Die Parlamentarische Versammlung des Europarates (PACE) hat in einer Dringlichkeitsdebatte während ihrer Plenarsitzung in Straßburg die Türkei aufgefordert, „verbindliche Urteile“ des Europäischen Gerichtshofs für Menschenrechte „umzusetzen“ und „Osman Kavala, der weiterhin unrechtmäßig in der Türkei festgehalten wird, unverzüglich freizulassen“. Dabei betonte sie, dass dieser Fall „die Grundlage des Konventionssystems untergräbt“. Die Versammlung verabschiedete eine Entschließung auf der Grundlage des Berichts von Petra Bayr (Österreich, SOC) und bedauert darin, dass die türkischen Behörden den Menschenrechtsaktivisten und Philanthropen „ungeachtet eines eindeutigen Urteils des Europäischen Gerichtshofs für Menschenrechte aus dem Jahr 2019, das seine sofortige Freilassung fordert“, bis heute nicht freigelassen haben.
Die Versammlung fügte hinzu, dass der Straßburger Gerichtshof in einem zweiten Urteil im Juli 2022 im Rahmen des Vertragsverletzungsverfahren – was „außerordentlich selten“ ist – feststellte, dass die Türkei ihrer Verpflichtung, das Urteil von 2019 umzusetzen, tatsächlich nicht nachgekommen ist. „Die anhaltende Weigerung der türkischen Behörden, dieses Urteil umzusetzen, ist nicht nur eine persönliche Tragödie für Osman Kavala und seine Angehörigen, sondern auch eine Tragödie für die Rechtsstaatlichkeit und die Justiz in der Türkei“, so die Abgeordneten.
Unter Hinweis darauf, dass die verschärfte lebenslange Haftstrafe von Kavala im September 2023 vom türkischen Kassationsgerichtshof bestätigt wurde, erinnerte die Versammlung daran, dass der Straßburger Gerichtshof festgestellt hat, „dass keine glaubwürdigen Beweise vorliegen, aufgrund derer man zu dem Schluss kommen kann, dass es einen begründeten Verdacht gibt, der die Anschuldigungen gegen Osman Kavala stützt“, und dass seine Inhaftierung „ein unausgesprochenes Ziel verfolgt, nämlich ihn […] zum Schweigen zu bringen“. Die Abgeordneten erklärten zudem, dass Kavala ihrer Meinung nach unter die Definition des Begriffs „politischer Gefangener“ der Versammlung falle.
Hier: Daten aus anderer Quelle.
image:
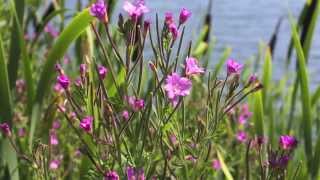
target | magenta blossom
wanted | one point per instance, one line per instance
(56, 124)
(58, 88)
(22, 132)
(184, 15)
(169, 18)
(136, 104)
(253, 78)
(99, 10)
(242, 136)
(174, 31)
(135, 174)
(192, 67)
(54, 164)
(233, 67)
(191, 158)
(177, 86)
(83, 69)
(245, 114)
(111, 175)
(50, 30)
(135, 10)
(288, 142)
(125, 115)
(5, 129)
(53, 138)
(63, 80)
(86, 124)
(216, 165)
(102, 71)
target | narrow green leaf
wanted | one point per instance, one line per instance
(315, 97)
(76, 27)
(316, 159)
(224, 167)
(10, 158)
(222, 60)
(310, 31)
(25, 60)
(258, 113)
(68, 35)
(266, 76)
(305, 98)
(15, 51)
(5, 103)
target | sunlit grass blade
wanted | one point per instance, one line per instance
(27, 71)
(15, 51)
(316, 96)
(68, 35)
(316, 159)
(76, 27)
(5, 103)
(221, 62)
(305, 98)
(6, 113)
(311, 27)
(224, 167)
(266, 77)
(258, 113)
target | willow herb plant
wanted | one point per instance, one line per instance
(127, 116)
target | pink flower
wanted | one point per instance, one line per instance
(134, 174)
(288, 142)
(135, 10)
(216, 164)
(125, 115)
(169, 18)
(83, 69)
(22, 132)
(78, 82)
(99, 10)
(191, 158)
(111, 175)
(241, 136)
(50, 30)
(86, 124)
(58, 88)
(53, 138)
(56, 124)
(174, 31)
(233, 67)
(177, 86)
(54, 164)
(102, 71)
(5, 129)
(192, 67)
(253, 78)
(20, 86)
(63, 80)
(58, 68)
(135, 103)
(184, 15)
(146, 26)
(245, 114)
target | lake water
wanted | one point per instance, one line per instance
(242, 24)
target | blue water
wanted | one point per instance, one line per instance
(242, 25)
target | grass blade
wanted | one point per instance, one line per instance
(305, 98)
(6, 113)
(68, 35)
(15, 50)
(315, 97)
(258, 113)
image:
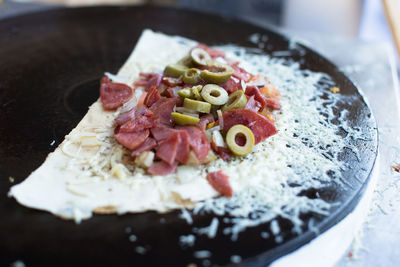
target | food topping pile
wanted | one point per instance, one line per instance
(201, 107)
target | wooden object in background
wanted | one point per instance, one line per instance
(392, 11)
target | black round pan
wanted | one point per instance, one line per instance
(50, 64)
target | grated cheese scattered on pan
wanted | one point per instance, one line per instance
(267, 182)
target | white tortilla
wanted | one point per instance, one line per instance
(89, 173)
(61, 187)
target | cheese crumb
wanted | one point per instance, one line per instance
(335, 89)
Angesichts dieser „außergewöhnlichen Umstände“ ist die Versammlung auch der Ansicht, dass es nun an der Zeit ist, „Schritte zu unternehmen, um das in ihrer Entschließung 2319(2020) vorgesehene ergänzende gemeinsame Verfahren einzuleiten“. Sie forderte die Mitgliedsstaaten auf, „für den Fall, dass die Türkei Osman Kavala nicht freilässt, das ‚Magnitski-Gesetz‘ oder andere bestehende Rechtsinstrumente anzuwenden, um gezielte Sanktionen gegen diejenigen Beamten, einschließlich Staatsanwälte und Richter, zu verhängen, die für den unrechtmäßigen und willkürlichen Freiheitsentzug von Osman Kavala verantwortlich sind“.
Darüber hinaus erinnerte die Parlamentarische Versammlung daran, dass sie befugt sei, „die Beglaubigungsschreiben der türkischen Delegation auf ihrer ersten Teilsitzung des Jahres 2024 infrage zu stellen“, falls Kavala nicht bis zum 1. Januar 2024 aus der Haft entlassen wird. Abschließend erklärte sie ihre Bereitschaft, „eng mit dem Ministerkomitee, der Generalsekretärin und der Türkei zusammenzuarbeiten, um die Umsetzung des Urteils im Fall Kavala sicherzustellen“ und die Wahrung des Konventionssystems sowie die Glaubwürdigkeit der Organisation zu gewährleisten.
Am vergangenen Montag verlieh die Versammlung Kavala den 11. Václav-Havel-Menschenrechtspreis, mit dem herausragendes zivilgesellschaftliches Engagement zur Verteidigung der Menschenrechte gewürdigt wird.